New drug may reduce stroke-related brain damage
A new treatment tested in mice could help limit brain damage caused when blood flow is restored after a stroke.
Researchers are investigating how acidified disodium malonate (aDSM) may reduce injury caused by the sudden return of oxygen-rich blood to brain tissue after clot removal.
Fewer than one in 10 stroke patients currently leave hospital without neurological impairment.
Scientists at the University of Cambridge found that during a stroke, a chemical called succinate builds up in the brain.
When blood flow resumes, succinate is rapidly oxidised in the mitochondria – the energy-producing parts of cells – leading to the production of harmful free radicals that damage cells, proteins and DNA.
This response, called ischaemia-reperfusion injury, can trigger further inflammation and worsen brain damage.
The researchers developed aDSM to prevent this process by blocking succinate oxidation at the point blood flow is restored.
Professor Thomas Krieg from the University of Cambridge department of medicin said: “Stroke is a devastating disease.
“Even for those who survive, there is a significant risk of damage to the brain that can lead to disabilities and a huge impact on an individual’s life,.
“But in terms of treatment, once the stroke is happening, we have only limited options.”
Mechanical thrombectomy – a minimally invasive procedure that involves inserting a thin tube through a blood vessel to remove the clot – is currently the most effective treatment available.
But while it restores blood flow, it can also trigger ischaemia-reperfusion injury.
In laboratory studies using a mouse model of thrombectomy, the team found that administering aDSM reduced brain damage by up to 60 per cent.
Professor Mike Murphy from the Medical Research Council mitochondrial biology unit said: “All of this happens very rapidly, but if we can get malonate in quickly at the start of reperfusion, we can prevent this oxidation and burst of free radicals.
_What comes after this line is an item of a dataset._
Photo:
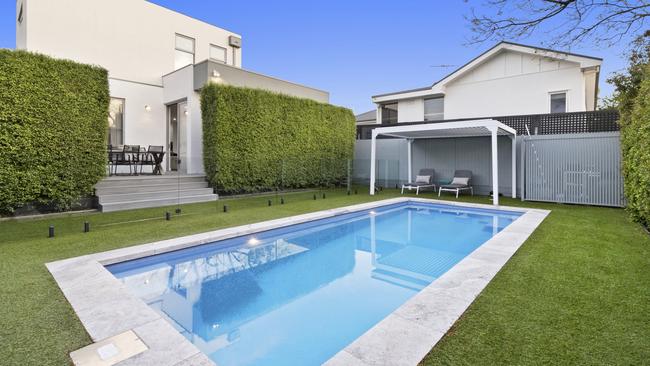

“We discovered in our labs that we can get malonate into cells very quickly by lowering the pH a little, making it a bit more acidic, so that it can cross the blood-brain barrier better.
“If we inject it into the brain just as we’re ready to reperfuse, then we can potentially prevent further damage.”
Dr Jordan Lee, a postdoctoral researcher in the group who developed the mouse model to simulate mechanical thrombectomy, explained the potential clinical impact.
“This approach reduces the amount of dead brain tissue resulting from a stroke.
“This is incredibly important because the amount of dead brain tissue is directly correlated to the patient’s recovery – to their disability, whether they can still use all their limbs, speak and understand language, for example.”
The researchers have launched a spin-out company, Camoxis Therapeutics, supported by Cambridge Enterprise, and are now seeking seed funding to advance the drug and move towards early-stage clinical trials.
As thrombectomy becomes more widely used in the NHS, the team hopes aDSM can be introduced alongside it to improve patient outcomes.